James Kirchick:

Examples of such “hate speech” that the signatories want banished from the internet include “targeted misgendering and deadnaming,” the latter being the practice of referring to a transgender person by their birth name rather than their chosen one. In a footnote, the letter links to an article declaring that the “relentless misgendering of Dr. Rachel Levine,” an assistant secretary for health and the first openly transgender Senate-confirmed government official, “is violence.” You know, violence, a category that now includes punching someone, stabbing them, and using the name on their birth certificate.

To be sure, deliberately misgendering and deadnaming are rude.

Many years ago, the philosopher Daniel Dennett wrote:

When you’re reading or skimming argumentative essays, especially by philosophers, here is a quick trick that may save you much time and effort, especially in this age of simple searching by computer: look for “surely” in the document, and check each occurrence. Not always, not even most of the time, but often the word “surely” is as good as a blinking light locating a weak point in the argument. Why? Because it marks the very edge of what the author is actually sure about and hopes readers will also be sure about. (If the author were really sure all the readers would agree, it wouldn’t be worth mentioning.) Being at the edge, the author has had to make a judgment call about whether or not to attempt to demonstrate the point at issue, or provide evidence for it, and—because life is short—has decided in favor of bald assertion, with the presumably well-grounded anticipation of agreement. Just the sort of place to find an ill-examined “truism” that isn’t true!
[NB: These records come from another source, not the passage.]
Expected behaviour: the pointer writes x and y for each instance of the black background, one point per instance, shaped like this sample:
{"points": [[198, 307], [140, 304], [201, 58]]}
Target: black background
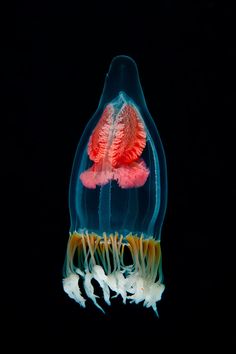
{"points": [[56, 57]]}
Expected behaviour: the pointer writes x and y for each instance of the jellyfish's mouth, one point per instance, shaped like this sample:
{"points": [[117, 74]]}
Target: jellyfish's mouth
{"points": [[102, 258]]}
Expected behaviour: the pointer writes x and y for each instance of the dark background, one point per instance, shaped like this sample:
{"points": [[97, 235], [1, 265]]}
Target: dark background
{"points": [[56, 57]]}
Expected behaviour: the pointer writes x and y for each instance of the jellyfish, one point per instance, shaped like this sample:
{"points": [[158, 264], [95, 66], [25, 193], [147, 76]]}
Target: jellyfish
{"points": [[117, 199]]}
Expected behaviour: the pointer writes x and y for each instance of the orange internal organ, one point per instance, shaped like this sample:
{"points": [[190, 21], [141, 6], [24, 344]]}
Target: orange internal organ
{"points": [[115, 146]]}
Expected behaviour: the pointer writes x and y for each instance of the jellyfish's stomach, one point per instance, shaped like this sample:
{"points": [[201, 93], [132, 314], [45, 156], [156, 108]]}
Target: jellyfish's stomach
{"points": [[117, 198]]}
And so it has proved. “To be sure,” my ass. In this case, to use the terms “misgendering” and “deadnaming” in earnest is to concede the entire argument. First of all, outside of questions of grammatical structure, “gender” is a pointless term. When it comes to the sexes, let’s call “gender” what it is: another word for “stereotypes.” This used to be standard material for derivative stand-up comedians when I was young: “Men do things this way, but women do things this way!” Three decades and a lot of worthless dissertations later, this bilge is treated as something profound by lightweight academics and confused teenagers on TikTok. I don’t care if you “identify” with one set of stereotypes as opposed to another, any more than I care whether you’re a diehard fan of either Coke or Pepsi. Entertain whatever shallow, ridiculous thoughts you want, but don’t impose them on me and expect me to happily play along. If that makes me “rude,” so much the worse for politeness.